Pensacola 150

ARCA Menards Series East
- Venue: Five Flags Speedway
- Location: Pensacola, Florida
- First race: 1992
- Distance: 100 mi (160 km)
- Laps: 150
- Previous names: Southern 300 (1992–1993) Southern 200 (1994) Seville Quarter Southern 200 (1995) AC Delco 200 (1996) NAPA Auto Parts 150 (2013) Pensacola 150 (2014, 2024-) Pensacola 200 presented by Inspectra Thermal Solutions (2020–2023)
- Most wins (driver): Sammy Smith (2)
- Most wins (team): Joe Gibbs Racing (3)
- Most wins (manufacturer): Toyota (5)

Circuit information
- Length: 0.5 mi (0.80 km)
- Turns: 4

= Pensacola 150 =

ARCA race at Five Flags Speedway

The Pensacola 150 was an 100 mi annual ARCA Menards Series East race held at Five Flags Speedway in Pensacola, Florida.

==History==

The event has been part of the ARCA Menards Series and ARCA Menards Series East (previously the NASCAR K&N Pro Series East) schedules and has come and gone from both throughout its history.
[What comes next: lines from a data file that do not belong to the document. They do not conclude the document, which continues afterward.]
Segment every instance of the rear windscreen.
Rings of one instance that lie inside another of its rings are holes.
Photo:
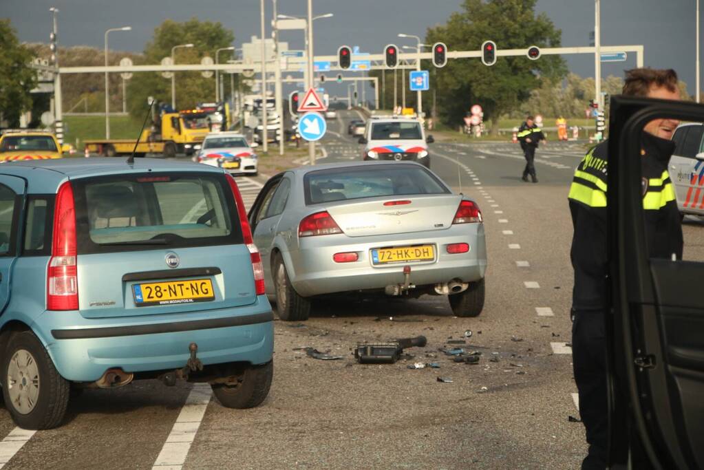
[[[321,170],[303,179],[306,204],[411,194],[448,194],[430,172],[416,165],[391,163]]]
[[[74,190],[80,253],[242,243],[224,175],[120,175]]]

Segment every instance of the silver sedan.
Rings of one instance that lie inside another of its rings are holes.
[[[486,248],[477,203],[414,163],[301,167],[272,177],[249,212],[267,293],[282,320],[316,297],[444,295],[484,307]]]

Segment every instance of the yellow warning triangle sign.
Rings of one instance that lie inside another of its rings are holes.
[[[322,103],[322,100],[320,97],[318,96],[315,93],[315,90],[313,88],[309,88],[308,91],[306,93],[306,96],[301,101],[298,105],[298,112],[305,113],[306,111],[325,111],[327,108],[325,105]]]

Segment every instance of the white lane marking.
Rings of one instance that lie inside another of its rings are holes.
[[[568,346],[567,343],[551,343],[550,347],[554,354],[572,354],[572,346]]]
[[[36,431],[15,428],[10,431],[7,437],[0,441],[0,469],[10,462],[10,459],[15,457],[15,454],[36,432]]]
[[[193,386],[171,433],[151,467],[153,470],[180,470],[183,466],[212,395],[213,390],[208,383]]]
[[[538,314],[539,317],[554,317],[555,314],[553,313],[553,309],[549,307],[536,307],[536,313]]]

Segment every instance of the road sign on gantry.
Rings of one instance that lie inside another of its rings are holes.
[[[298,103],[298,113],[306,113],[308,111],[325,111],[327,108],[322,103],[322,100],[315,93],[315,90],[309,88],[306,92],[306,96]]]
[[[306,113],[298,120],[298,134],[307,141],[320,140],[327,130],[325,118],[318,113]]]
It was originally held from 1992 to 1996 in what was then known as the ARCA Bondo/Mar-Hyde Series, brought back in 2013 and 2014 as an East Series race, brought back in 2019 as an ARCA Menards Series race, and then moved back to the East Series after NASCAR's acquisition of ARCA.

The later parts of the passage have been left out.